Supernova była kolejną obietnicą udanego planszowego przedstawienia ducha genialnego Master of Orion. Mimo, iż ze zrozumiałych względów prostsza i krótsza miała oferować możliwość poprowadzenia swojej rasy przez zimny bezmiar kosmosu ku nowej, lepszej przyszłości, zostawiając za sobą zgliszcza wypalonego wybuchem słońca układu. Rozwój technologiczny, szybkie tempo gry, walki, a do tego krótki czas rozgrywki. A to wszystko ubrane w gustowną oprawę Mike’a Doyla.

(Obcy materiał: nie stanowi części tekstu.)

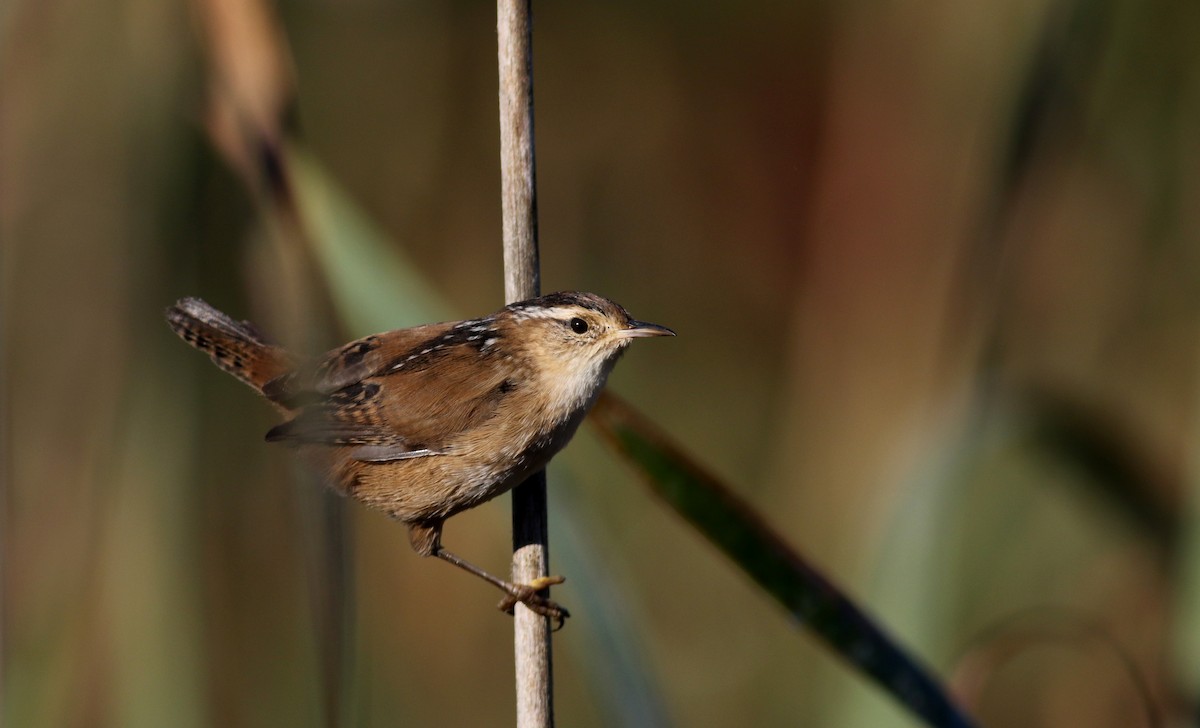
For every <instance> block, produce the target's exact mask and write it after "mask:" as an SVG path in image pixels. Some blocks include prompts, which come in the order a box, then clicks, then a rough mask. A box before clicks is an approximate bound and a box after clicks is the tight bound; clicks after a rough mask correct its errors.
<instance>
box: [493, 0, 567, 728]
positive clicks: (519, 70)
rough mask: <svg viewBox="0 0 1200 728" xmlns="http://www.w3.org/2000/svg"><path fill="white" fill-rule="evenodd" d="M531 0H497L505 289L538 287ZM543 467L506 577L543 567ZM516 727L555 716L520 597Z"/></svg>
mask: <svg viewBox="0 0 1200 728" xmlns="http://www.w3.org/2000/svg"><path fill="white" fill-rule="evenodd" d="M529 5H530V2H529V0H497V7H496V10H497V40H498V47H499V58H498V60H499V82H500V178H502V193H500V194H502V204H503V216H504V223H503V225H504V297H505V301H506V302H509V303H511V302H514V301H521V300H524V299H532V297H534V296H536V295H539V294H540V293H541V291H540V288H541V285H540V281H539V264H538V203H536V197H535V194H536V189H535V175H534V148H533V53H532V43H530V23H529V17H530V7H529ZM547 530H548V529H547V519H546V474H545V471H542V473H539V474H538V475H534V476H533V477H530V479H529V480H527V481H526V482H524V483H522V485H520V486H517V487H516V488H515V489H514V491H512V548H514V552H512V580H514V582H515V583H529V582H532V580H534V579H536V578H538V577H542V576H546V574H547V572H548V561H550V558H548V550H547ZM514 630H515V652H516V688H517V728H550V727H551V726H553V724H554V705H553V681H552V674H551V650H550V621H548V620H547V619H546V618H544V616H539V615H536V614H534V613H533V612H530V610H529V609H527V608H526V607H524V606H523V604H518V606H517V607H516V609H515V612H514Z"/></svg>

I tylko jeden fakt nie pasował do tego obrazku ze snu maniaka kosmicznych strategii turowych. Debiutujący autorzy. Niestety fakt ten okazał się być najbardziej istotny. Ale po kolei.
Do Valley Games zawitaliśmy dopiero w sobotę i od razu zachwyciliśmy się rewelacyjną organizacją stoiska. Sympatyczna obsługa, interesujące gry, możliwość zapisania się do kolejki oczekujących na tytuł wywarły na nas bardzo dobre wrażenie. Co więcej – czekając na prezentację Supernova nie marnowaliśmy czasu, ale spróbowaliśmy Titan (o którym Jax smęcił od czwartku :) ) i malutki i śmieszny przerywnik Beep-Beep (obie gry powinniśmy wkrótce opisać na GF). W końcu doczekaliśmy się i przyszła kolej na bezlitosną walkę o przetrwanie w kosmosie.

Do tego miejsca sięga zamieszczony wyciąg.